(383e) Effects of the Combined Action of Electric Fields and Mechanical Stresses on the Morphological Stability of Solid Surfaces

Surface engineering of technologically important solid materials, such as metals and semiconductors, plays a crucial role in determining the function and reliability of components manufactured from such materials. Depending on the application, various defects ranging from dislocations to cracks can be introduced into the solid material during manufacturing and usage; these defects may have catastrophic effects on component/device functionality and performance. The action of external macroscopic forces is a key ingredient in the surface engineering of solid materials. Specifically, understanding the effects of the combined action of external fields, such as electric fields and applied mechanical stresses, on the morphological evolution of a solid surface is significant toward function and reliability predictions.

It is well known that applied mechanical stresses can induce morphological instabilities on solid surfaces with catastrophic effects. It has been demonstrated, for example [W. H. Yang and D. J. Srolovitz, Phys. Rev. Lett. 71, 1593 (1993)], that the surface of an elastically stressed solid can evolve rapidly into a cusped morphology with smooth tops and crack-like grooves due to surface mass transport (Grinfeld instability). These theoretical predictions are consistent with experimental findings over a broad class of materials. However, the effect of the simultaneous action of an electric field on the morphological response of a conducting stressed solid surface has not been explored systematically.

In this presentation, we report results of linear stability analysis in the form of a dispersion relation that describes the morphological response of an initially planar stressed surface to the simultaneous action of an applied electric field.
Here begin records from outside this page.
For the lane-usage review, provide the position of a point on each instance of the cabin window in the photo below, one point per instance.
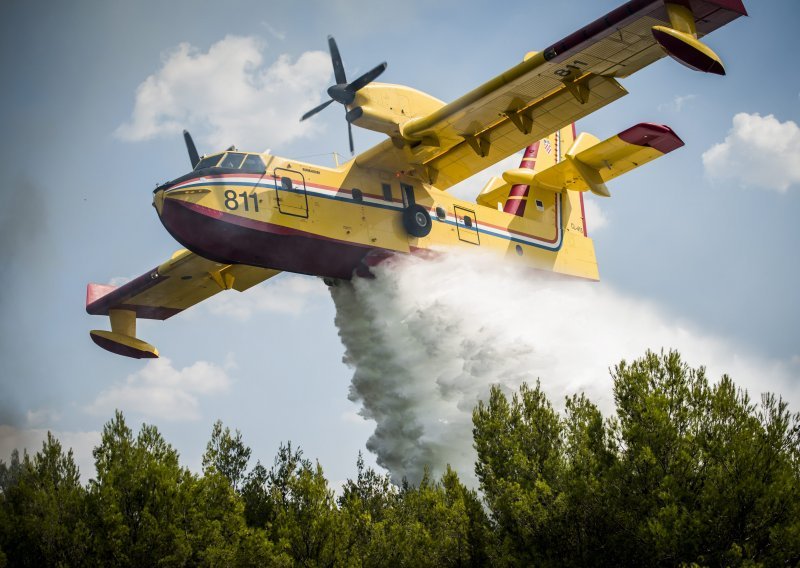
(209, 162)
(253, 164)
(232, 160)
(408, 194)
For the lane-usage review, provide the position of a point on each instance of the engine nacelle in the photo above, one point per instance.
(383, 107)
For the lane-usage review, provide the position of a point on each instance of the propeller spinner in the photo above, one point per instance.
(343, 92)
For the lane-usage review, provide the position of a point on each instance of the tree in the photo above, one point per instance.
(685, 472)
(42, 513)
(227, 454)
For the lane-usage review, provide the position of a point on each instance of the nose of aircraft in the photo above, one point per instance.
(158, 201)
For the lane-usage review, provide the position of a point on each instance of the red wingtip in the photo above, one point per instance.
(96, 291)
(657, 136)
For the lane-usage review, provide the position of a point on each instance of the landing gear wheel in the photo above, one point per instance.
(417, 221)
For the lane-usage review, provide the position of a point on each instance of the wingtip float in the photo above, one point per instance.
(244, 217)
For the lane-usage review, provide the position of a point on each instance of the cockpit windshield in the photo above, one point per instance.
(208, 162)
(250, 163)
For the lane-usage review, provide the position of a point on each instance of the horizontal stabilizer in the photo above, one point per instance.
(184, 280)
(589, 164)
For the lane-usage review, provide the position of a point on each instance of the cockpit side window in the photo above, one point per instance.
(232, 160)
(253, 164)
(208, 162)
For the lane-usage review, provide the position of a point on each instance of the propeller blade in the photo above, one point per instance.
(350, 135)
(194, 157)
(338, 66)
(366, 78)
(315, 110)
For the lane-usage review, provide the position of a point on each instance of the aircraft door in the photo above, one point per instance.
(290, 189)
(467, 225)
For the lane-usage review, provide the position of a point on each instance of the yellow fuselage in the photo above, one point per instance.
(331, 222)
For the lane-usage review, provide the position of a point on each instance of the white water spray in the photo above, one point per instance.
(427, 339)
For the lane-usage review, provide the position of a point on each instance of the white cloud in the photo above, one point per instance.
(82, 444)
(595, 217)
(285, 294)
(676, 105)
(41, 417)
(160, 391)
(229, 95)
(472, 186)
(759, 151)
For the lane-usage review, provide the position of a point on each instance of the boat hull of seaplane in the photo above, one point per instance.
(233, 239)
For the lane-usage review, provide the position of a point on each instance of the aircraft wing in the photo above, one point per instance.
(183, 281)
(549, 90)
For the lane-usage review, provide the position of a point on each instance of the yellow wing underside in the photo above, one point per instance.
(532, 99)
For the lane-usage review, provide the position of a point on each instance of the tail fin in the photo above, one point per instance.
(539, 156)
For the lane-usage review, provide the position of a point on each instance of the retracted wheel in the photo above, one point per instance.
(417, 221)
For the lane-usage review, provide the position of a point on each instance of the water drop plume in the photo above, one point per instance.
(427, 339)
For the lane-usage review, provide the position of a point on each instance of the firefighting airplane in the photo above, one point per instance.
(245, 217)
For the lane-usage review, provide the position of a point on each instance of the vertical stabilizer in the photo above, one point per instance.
(537, 157)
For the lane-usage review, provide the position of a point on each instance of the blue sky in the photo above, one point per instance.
(705, 237)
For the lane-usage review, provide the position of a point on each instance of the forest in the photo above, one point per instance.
(686, 471)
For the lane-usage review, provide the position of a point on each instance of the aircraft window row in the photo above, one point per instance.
(250, 163)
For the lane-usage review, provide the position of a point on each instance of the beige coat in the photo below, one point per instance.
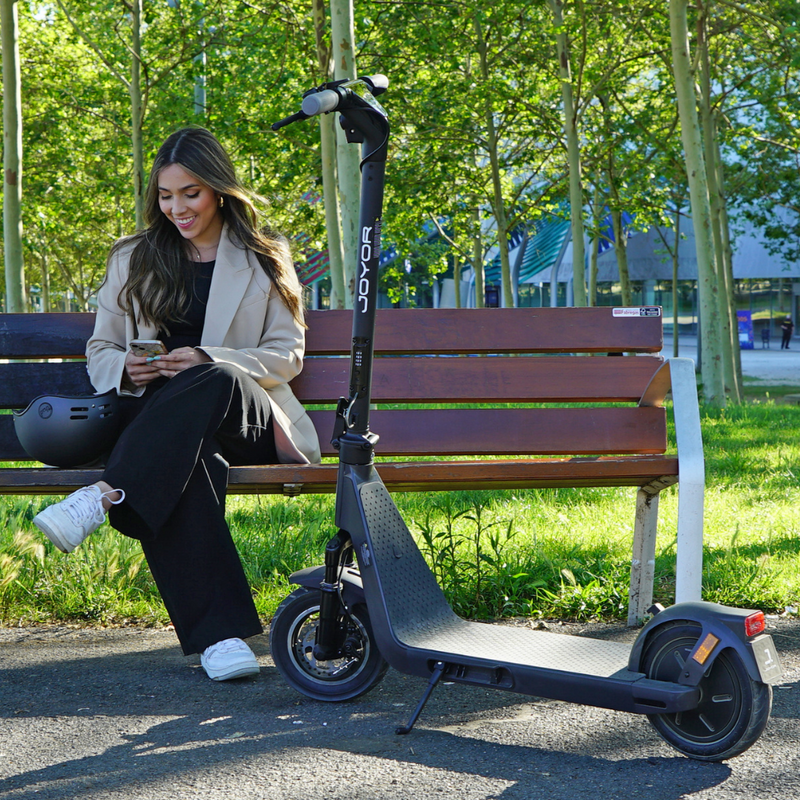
(247, 324)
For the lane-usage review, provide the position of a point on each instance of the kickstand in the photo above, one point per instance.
(438, 671)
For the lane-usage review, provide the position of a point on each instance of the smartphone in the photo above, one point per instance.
(147, 348)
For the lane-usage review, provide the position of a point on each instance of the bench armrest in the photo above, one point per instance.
(678, 375)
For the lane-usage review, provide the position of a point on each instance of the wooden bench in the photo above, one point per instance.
(470, 365)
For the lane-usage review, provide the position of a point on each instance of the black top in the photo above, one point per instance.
(189, 332)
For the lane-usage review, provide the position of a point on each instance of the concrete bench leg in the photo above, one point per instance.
(643, 565)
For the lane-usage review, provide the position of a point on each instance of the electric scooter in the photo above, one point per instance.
(701, 672)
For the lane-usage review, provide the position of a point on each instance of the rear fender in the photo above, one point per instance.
(723, 622)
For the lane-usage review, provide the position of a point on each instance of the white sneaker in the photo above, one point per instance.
(68, 523)
(230, 658)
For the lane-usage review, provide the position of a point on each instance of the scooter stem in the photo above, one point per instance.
(364, 124)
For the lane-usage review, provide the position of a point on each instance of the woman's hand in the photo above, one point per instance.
(179, 360)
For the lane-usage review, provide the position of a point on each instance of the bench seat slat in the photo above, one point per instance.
(398, 476)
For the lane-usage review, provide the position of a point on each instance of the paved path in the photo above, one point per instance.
(121, 715)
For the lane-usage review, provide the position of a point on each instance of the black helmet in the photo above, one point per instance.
(68, 431)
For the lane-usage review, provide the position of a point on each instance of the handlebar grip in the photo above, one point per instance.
(378, 83)
(320, 102)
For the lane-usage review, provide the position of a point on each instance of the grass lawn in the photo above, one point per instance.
(552, 553)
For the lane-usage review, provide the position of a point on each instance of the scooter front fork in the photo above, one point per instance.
(331, 633)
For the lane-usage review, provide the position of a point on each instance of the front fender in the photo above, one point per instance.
(724, 622)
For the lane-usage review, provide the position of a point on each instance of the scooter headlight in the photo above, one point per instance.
(755, 623)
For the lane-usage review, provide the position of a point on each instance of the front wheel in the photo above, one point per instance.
(733, 708)
(292, 636)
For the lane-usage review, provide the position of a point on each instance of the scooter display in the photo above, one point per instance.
(701, 672)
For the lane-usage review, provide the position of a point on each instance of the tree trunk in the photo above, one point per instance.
(710, 349)
(594, 253)
(136, 112)
(347, 156)
(728, 326)
(12, 160)
(573, 154)
(327, 132)
(621, 252)
(675, 346)
(498, 204)
(727, 259)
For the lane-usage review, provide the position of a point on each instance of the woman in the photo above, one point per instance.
(226, 302)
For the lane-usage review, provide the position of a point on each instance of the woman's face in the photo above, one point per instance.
(192, 206)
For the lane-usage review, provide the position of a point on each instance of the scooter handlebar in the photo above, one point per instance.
(320, 102)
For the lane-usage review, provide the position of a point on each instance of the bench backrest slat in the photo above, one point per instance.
(441, 330)
(478, 379)
(509, 431)
(425, 356)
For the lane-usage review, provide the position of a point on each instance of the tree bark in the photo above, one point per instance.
(16, 301)
(493, 146)
(573, 154)
(711, 345)
(347, 155)
(135, 90)
(728, 326)
(477, 259)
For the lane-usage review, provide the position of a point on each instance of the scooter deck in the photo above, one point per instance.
(422, 618)
(423, 631)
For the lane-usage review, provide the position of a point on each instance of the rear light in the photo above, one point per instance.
(755, 623)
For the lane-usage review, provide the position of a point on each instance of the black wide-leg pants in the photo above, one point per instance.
(172, 461)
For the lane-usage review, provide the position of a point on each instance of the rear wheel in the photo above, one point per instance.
(733, 708)
(292, 637)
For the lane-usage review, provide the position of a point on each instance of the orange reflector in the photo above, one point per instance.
(706, 649)
(755, 623)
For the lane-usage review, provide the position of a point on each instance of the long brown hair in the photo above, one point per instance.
(160, 276)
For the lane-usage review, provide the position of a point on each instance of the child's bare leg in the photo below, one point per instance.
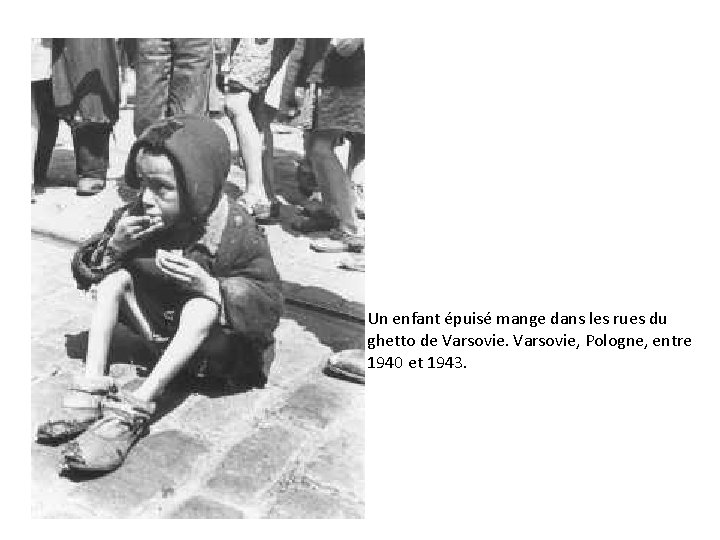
(197, 319)
(263, 117)
(113, 293)
(333, 180)
(249, 142)
(35, 128)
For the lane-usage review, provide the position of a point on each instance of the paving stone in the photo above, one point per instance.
(156, 466)
(339, 463)
(202, 508)
(223, 414)
(316, 403)
(254, 463)
(45, 359)
(305, 501)
(45, 397)
(297, 352)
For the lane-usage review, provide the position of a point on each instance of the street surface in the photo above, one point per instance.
(294, 449)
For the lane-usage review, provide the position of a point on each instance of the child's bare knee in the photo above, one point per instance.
(199, 316)
(115, 284)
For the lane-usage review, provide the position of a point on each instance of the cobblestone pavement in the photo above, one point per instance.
(291, 450)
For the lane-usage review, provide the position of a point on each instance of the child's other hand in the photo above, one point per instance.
(130, 231)
(188, 273)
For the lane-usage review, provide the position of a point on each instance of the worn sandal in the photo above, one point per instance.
(348, 365)
(80, 408)
(106, 444)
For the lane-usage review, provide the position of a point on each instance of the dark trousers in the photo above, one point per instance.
(91, 142)
(172, 77)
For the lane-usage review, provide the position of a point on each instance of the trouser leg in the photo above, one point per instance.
(92, 150)
(152, 79)
(190, 82)
(48, 125)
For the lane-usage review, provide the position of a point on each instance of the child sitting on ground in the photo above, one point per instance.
(179, 264)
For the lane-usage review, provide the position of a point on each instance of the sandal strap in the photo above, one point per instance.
(127, 407)
(93, 385)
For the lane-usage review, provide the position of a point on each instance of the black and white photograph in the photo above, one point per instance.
(197, 278)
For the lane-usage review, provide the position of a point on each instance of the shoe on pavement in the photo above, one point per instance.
(320, 222)
(339, 242)
(106, 444)
(354, 262)
(90, 186)
(348, 365)
(81, 407)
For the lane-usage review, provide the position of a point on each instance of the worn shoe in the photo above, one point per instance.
(354, 262)
(339, 242)
(106, 444)
(81, 407)
(316, 223)
(262, 211)
(348, 365)
(90, 186)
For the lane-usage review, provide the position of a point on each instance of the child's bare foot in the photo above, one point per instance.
(81, 407)
(106, 444)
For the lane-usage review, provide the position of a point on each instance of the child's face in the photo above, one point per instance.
(160, 195)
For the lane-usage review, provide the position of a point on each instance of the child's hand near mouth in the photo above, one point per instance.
(188, 273)
(132, 230)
The dispersion relation is derived based on a surface transport model that accounts for curvature-driven surface diffusion, surface electromigration, and stress-driven surface diffusion along with diffusional anisotropy. We find that the application of an electric field can have an important stabilizing effect on the dynamical response of a planar stressed solid surface that is otherwise unstable with respect to long-wavelength perturbations, i.e., application of an electric field may protect an electrically conducting solid material that would be otherwise vulnerable to surface cracking under certain thermomechanical conditions. In addition, we report results for the morphological evolution of a solid surface perturbed from an initially planar morphology under the simultaneous action of an electric field and mechanical stress, which confirms our linear stability analysis. The predictions for the morphological evolution are based on self-consistent dynamical numerical simulations according to the surface mass transport model that was employed in the stability analysis; in the simulations, the fully nonlinear model is solved self-consistently with the electric field and stress field distributions on the solid surface computed through a boundary integral method. The above findings can contribute to the development of surface engineering strategies for improved materials reliability over a broad range of electromechanical conditions.